Вскоре змея поняла, что бешеная погоня ничего ей не даст. Она затаилась, пытаясь совладать с безрассудной яростью, глаза ее теперь не горели, а только мерцали холодным блеском, и она медленно свилась в кольца в углу клетки. Остановилась и крыса. Но была наготове, вперив влажные бусинки глаз в своего врага. Хвост змеи шевельнулся, крыса отпрыгнула, но, не видя других движений, снова остановилась. Теперь змея лежала в инертной позе, глаза заволокло пленкой, погасившей их блеск, и казалось, что она уснула. Крыса в напряженном ожидании припала к земле.
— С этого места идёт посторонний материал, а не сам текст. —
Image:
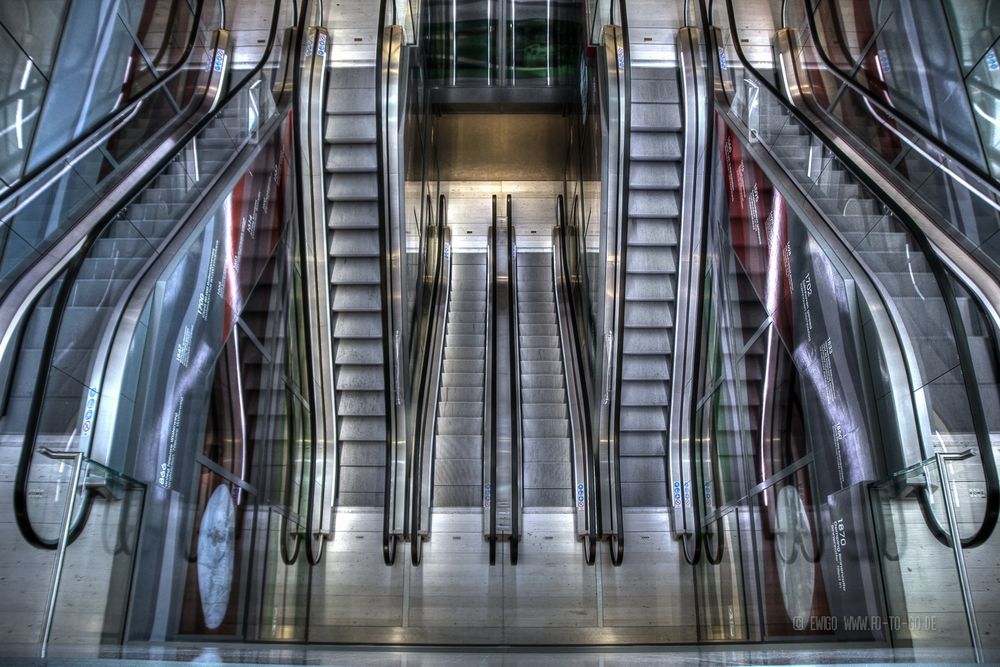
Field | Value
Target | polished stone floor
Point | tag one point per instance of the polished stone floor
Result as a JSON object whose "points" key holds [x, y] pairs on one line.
{"points": [[248, 654]]}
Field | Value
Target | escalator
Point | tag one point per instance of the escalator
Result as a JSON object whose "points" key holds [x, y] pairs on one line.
{"points": [[96, 370], [355, 295], [654, 202], [923, 308], [654, 134], [458, 433], [65, 337], [545, 421], [941, 298]]}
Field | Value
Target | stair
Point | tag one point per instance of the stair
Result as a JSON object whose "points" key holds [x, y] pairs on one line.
{"points": [[895, 261], [545, 427], [458, 437], [355, 284], [650, 282], [114, 262]]}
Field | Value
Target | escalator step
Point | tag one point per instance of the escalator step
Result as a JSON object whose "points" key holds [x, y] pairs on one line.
{"points": [[652, 204], [353, 187], [356, 325], [656, 117], [641, 393], [348, 158], [645, 260], [350, 129], [657, 232], [371, 429], [357, 298], [654, 176], [644, 494], [650, 315], [354, 243], [357, 101], [368, 403], [356, 271], [462, 394], [452, 409], [646, 367], [353, 215], [458, 446], [657, 147], [643, 443], [359, 378], [655, 90], [347, 76], [646, 418], [647, 287]]}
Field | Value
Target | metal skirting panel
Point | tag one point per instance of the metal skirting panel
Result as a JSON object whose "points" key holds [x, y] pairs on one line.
{"points": [[550, 597], [470, 211]]}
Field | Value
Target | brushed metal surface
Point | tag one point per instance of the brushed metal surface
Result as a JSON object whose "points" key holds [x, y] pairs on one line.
{"points": [[491, 147], [550, 597]]}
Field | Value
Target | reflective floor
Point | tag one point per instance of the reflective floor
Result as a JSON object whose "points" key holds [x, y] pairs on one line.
{"points": [[246, 654]]}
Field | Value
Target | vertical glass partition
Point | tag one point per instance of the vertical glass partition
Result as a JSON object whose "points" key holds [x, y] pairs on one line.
{"points": [[927, 590], [505, 43]]}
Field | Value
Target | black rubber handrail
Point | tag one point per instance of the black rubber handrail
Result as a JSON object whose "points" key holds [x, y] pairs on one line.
{"points": [[427, 404], [943, 278], [389, 540], [986, 182], [616, 544], [313, 555], [586, 424], [68, 278], [28, 182], [490, 439], [514, 343], [699, 337]]}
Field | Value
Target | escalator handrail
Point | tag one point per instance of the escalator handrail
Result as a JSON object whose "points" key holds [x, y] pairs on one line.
{"points": [[386, 128], [696, 202], [617, 542], [985, 186], [578, 396], [514, 342], [313, 555], [489, 395], [942, 275], [39, 178], [429, 386], [34, 413]]}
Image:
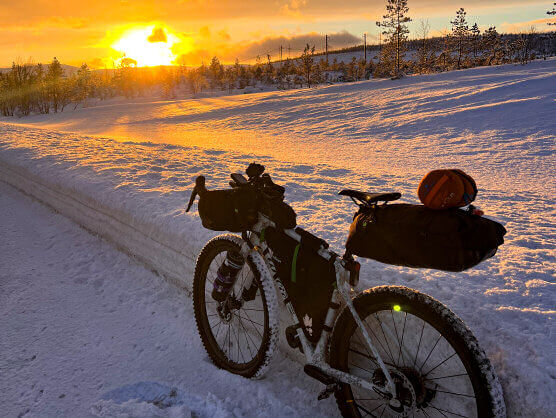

— Неужели эта дуреха отказалась от погони? — Голос Олимпиады дрожал от беспокойства. — Разумеется, эта крыса в моем садке самая крупная и подвижная, но они должны быть стоящей друг друга парой, иначе в гадании нет никакого смысла.
— Я не верю, что змея сдалась. Во всяком случае, не стоит ее подстрекать. Смотри и жди.
Все еще следя за своим внешне вялым врагом, крыса пошевелилась. Змея оставалась спокойной и безразличной. Крыса, несколько осмелев, робко двинулась, выискивая в стенках клетки лазейку для бегства, но действовала очень осторожно, держась на почтительном расстоянии и не теряя бдительности. Случилось так, что она все же чуть приблизилась к змее. Затем, должно быть, приняв небольшую тень за дыру, помедлила, глядя попеременно то на тень, то на свившуюся в кольца змею, приблизилась к ней еще немного, отступила, выждала, продвинулась еще и снова отступила. И тут я явственно увидел, как по кольцам змеи пробежала рябь, вызванная напряжением мышц, не изменивших своего расположения ни на йоту. Очень медленными, крадущимися шажками крыса двинулась вперед. Не было слышно ни звука, кроме тяжелого дыхания Олимпиады. Крыса прокралась к своей цели и не обнаружила выхода — безжалостная решетка по-прежнему ограничивала ее свободу.
Наверное, душа грызуна не выдержала такого удара: крыса пришла в бешенство, стала грызть прочную проволоку, забыв о бдительности. В этот момент змея и нанесла удар.